Two years ago, then US vice-president Mike Pence opened his speech at the Munich Security Conference with greetings from Donald Trump, then waited five seconds for applause that never came.
Shell-shocked delegates at the world’s leading defence gathering were still grappling with Pence’s summary of Trumpian security policy – “peace through strength” – when his predecessor as vice-president took to the conference stage, citing a wise woman.
“I promise you, I promise you, as my mother would say, this too shall pass,” said Joe Biden, a serial Munich attendee, in 2019. “We will be back. We will be back. Don’t have any doubt about that.”
On Friday Biden is indeed back – as US president. Though pandemic travel restrictions mean this will be a video appearance, anticipation is growing over his first major foreign policy speech after just a month in the Oval Office.
Long-term conference watchers expect Biden to focus on extending the transatlantic honeymoon, repairing four years of damage to the US-EU relationship. To those ends, he is likely to revisit his own 2019 address, in which he insisted the US – despite Donald Trump’s outbursts – was not “pulling away from the world and our leadership responsibilities”.
“The America I see is not in wholesale retreat from the interest and values that have guided us time and again, to be willing to shoulder our responsibility of leadership in the 20th century, and we can do that again.

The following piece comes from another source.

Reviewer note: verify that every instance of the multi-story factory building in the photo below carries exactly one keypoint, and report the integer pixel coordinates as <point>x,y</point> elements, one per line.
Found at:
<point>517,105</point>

We must do that again,” he said. “The American people understand that it’s only by working in co-operation with our friends that we are going to be able to harness the forces of a rapidly changing world.”
As president, Donald Trump questioned the postwar multilateral world order and accused many European Nato members – in particular Germany – of being alliance freeloaders for not meeting their defence spending commitments.
Weary after four erratic years, European defence officials say that, for now at least, they would appreciate less stick and more carrot from Washington.
After taking office Biden described the transatlantic alliance as “sacred” in his first conversation as president with Nato secretary general Jens Stoltenberg.
Trust is something that can’t be built overnight, it is something that takes time. It takes more than words. It takes action
Ahead of a two-day gathering of alliance defence ministers starting on Wednesday, Stoltenberg praised Biden as someone who “knows Nato very well”.
But a more conciliatory tone, he said, would not change the substance of US demands for “fairer burden-sharing” to tackle “an authoritarian pushback against the rules-based international order” from Russia and China.
“We have seen significant progress and we need to make sure that that continues,” said Stoltenberg.
Ahead of Biden’s Munich address, an unnamed senior US defence source told Reuters that the administration’s priority for now was to rebuild relationships. “Trust is something that can’t be built overnight, it is something that takes time. It takes more than words. It takes action.”
Biden’s Munich audience will hope for additional insights into Washington’s review of a peace agreement between the Afghan government and the Taliban, supported by the Trump administration. A particular priority: whether the president supports Stoltenberg’s idea to delay withdrawal of Nato troops by May 1st.
His German audience will be listening closely to how Biden raises Washington’s primary source of tension with Berlin: the Russian-led Nord Stream 2 gas pipeline nearing completion off Germany’s Baltic coast.
Biden has described the project – built by a consortium that includes German, French and Austrian companies headed by Russian state-controlled utility Gazprom – as “a mistake”.
We have learned in a shocking way that there is no such thing as a permanent, long-term guarantee that the US will always have our back
Berlin dismisses claims from the US – and its eastern European neighbours – that the project will increase German energy dependence on Moscow. Instead, government officials say imported gas is an important insurance policy for its manufacturing sector as the country transitions away from nuclear power and coal to renewable energy.
Ahead of Friday’s virtual security conference, its chairman, Wolfgang Ischinger, warned EU member states that Biden’s election must not cause them to sink back into complacency.
“We have learned in a shocking way that there is no such thing as a permanent, long-term guarantee that the US will always have our back,” said Ischinger. “Intelligent Europeans will have to deal with the question: What if in four years’ time a president gets elected who runs in the tracks of Donald Trump?”